Pénurie de professeurs
La demande de ces étudiantes intervient dans un contexte de pénurie de professeurs assez critique.
D’après l’Observatoire de l’Education et de la Formation de la Commission européenne (2023), la Belgique est de plus en plus confrontée à des pénuries d’enseignants. Les écoles ne parviennent pas à recruter rapidement des remplaçants qualifiés. Dès lors, la proportion d’enseignants peu ou non qualifiés est croissante. Ce qui perturbe notamment l’organisation des examens.
L’estimation en pénuries d’enseignants varie selon les communautés flamandes ou francophones. En Flandre, jusqu’en 2024, il a été nécessaire d’engager à temps plein 4 500 nouveaux enseignants par an dans l’enseignement secondaire. Dans l’enseignement primaire, les besoins en recrutement s’élèvent à 2 000 enseignants “équivalents temps-plein” par an jusqu’en 2027-2028, selon le ministère flamand de l’Education et de la Formation (2019).
D’après le service d’emploi public flamand VDAB, dans les écoles secondaires flamandes, en 2022-2023, les pénuries ont principalement touché les postes d’enseignants de mathématiques, de langues et de matières techniques. Toujours en 2022, le VDAB a reçu 15 000 offres d'emploi pour des postes d'enseignants du secondaire.
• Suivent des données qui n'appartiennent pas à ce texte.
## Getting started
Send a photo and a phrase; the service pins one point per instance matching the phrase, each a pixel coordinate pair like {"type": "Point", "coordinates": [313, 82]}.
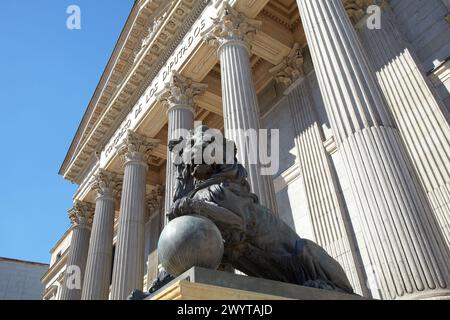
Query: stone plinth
{"type": "Point", "coordinates": [203, 284]}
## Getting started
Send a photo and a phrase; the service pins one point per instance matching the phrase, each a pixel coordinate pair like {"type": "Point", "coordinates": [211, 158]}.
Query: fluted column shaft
{"type": "Point", "coordinates": [129, 259]}
{"type": "Point", "coordinates": [328, 214]}
{"type": "Point", "coordinates": [81, 216]}
{"type": "Point", "coordinates": [409, 258]}
{"type": "Point", "coordinates": [99, 262]}
{"type": "Point", "coordinates": [240, 103]}
{"type": "Point", "coordinates": [180, 117]}
{"type": "Point", "coordinates": [179, 99]}
{"type": "Point", "coordinates": [417, 111]}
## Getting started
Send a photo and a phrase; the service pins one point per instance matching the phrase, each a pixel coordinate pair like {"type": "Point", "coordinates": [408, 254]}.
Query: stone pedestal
{"type": "Point", "coordinates": [203, 284]}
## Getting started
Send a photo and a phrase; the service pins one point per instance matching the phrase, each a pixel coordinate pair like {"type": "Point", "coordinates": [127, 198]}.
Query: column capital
{"type": "Point", "coordinates": [82, 214]}
{"type": "Point", "coordinates": [106, 183]}
{"type": "Point", "coordinates": [231, 27]}
{"type": "Point", "coordinates": [291, 68]}
{"type": "Point", "coordinates": [136, 147]}
{"type": "Point", "coordinates": [154, 199]}
{"type": "Point", "coordinates": [180, 92]}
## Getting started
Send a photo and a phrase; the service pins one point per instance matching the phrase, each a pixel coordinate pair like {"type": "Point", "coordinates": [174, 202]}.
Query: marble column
{"type": "Point", "coordinates": [128, 272]}
{"type": "Point", "coordinates": [232, 33]}
{"type": "Point", "coordinates": [409, 258]}
{"type": "Point", "coordinates": [178, 97]}
{"type": "Point", "coordinates": [99, 261]}
{"type": "Point", "coordinates": [326, 207]}
{"type": "Point", "coordinates": [81, 218]}
{"type": "Point", "coordinates": [155, 201]}
{"type": "Point", "coordinates": [418, 112]}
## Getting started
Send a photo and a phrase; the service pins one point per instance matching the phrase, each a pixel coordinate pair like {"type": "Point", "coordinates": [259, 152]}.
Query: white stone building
{"type": "Point", "coordinates": [21, 280]}
{"type": "Point", "coordinates": [360, 94]}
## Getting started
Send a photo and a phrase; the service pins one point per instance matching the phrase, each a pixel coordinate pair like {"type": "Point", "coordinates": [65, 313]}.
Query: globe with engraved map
{"type": "Point", "coordinates": [190, 241]}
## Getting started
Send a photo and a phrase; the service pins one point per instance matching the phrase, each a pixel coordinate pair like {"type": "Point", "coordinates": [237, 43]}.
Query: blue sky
{"type": "Point", "coordinates": [47, 77]}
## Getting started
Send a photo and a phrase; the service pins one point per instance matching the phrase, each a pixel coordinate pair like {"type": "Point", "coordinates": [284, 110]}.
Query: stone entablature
{"type": "Point", "coordinates": [183, 59]}
{"type": "Point", "coordinates": [149, 62]}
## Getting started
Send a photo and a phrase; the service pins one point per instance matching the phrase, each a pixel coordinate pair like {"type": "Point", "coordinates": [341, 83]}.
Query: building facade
{"type": "Point", "coordinates": [21, 280]}
{"type": "Point", "coordinates": [359, 91]}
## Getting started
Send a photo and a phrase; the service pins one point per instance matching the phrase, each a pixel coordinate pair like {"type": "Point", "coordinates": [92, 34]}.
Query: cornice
{"type": "Point", "coordinates": [55, 268]}
{"type": "Point", "coordinates": [180, 19]}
En Communauté française, les écoles bilingues sont impactées par le manque de formateurs linguistiques qualifiés. Sébastien Goffe, directeur de JOBécole, une plateforme d’offre d’emploi de l’enseignement libre, s'inquiétait en début d'année dans plusieurs médias belges. Il déplorait la difficulté de trouver des instituteurs pour le primaire et des professeurs en secondaire pour le français, le néerlandais et les sciences. En effet, la réserve d’enseignants encore disponibles sur le marché était déjà peu fournie en ce début d’année. Et les remplaçants s’épuisent de plus en plus tôt dans l’année scolaire.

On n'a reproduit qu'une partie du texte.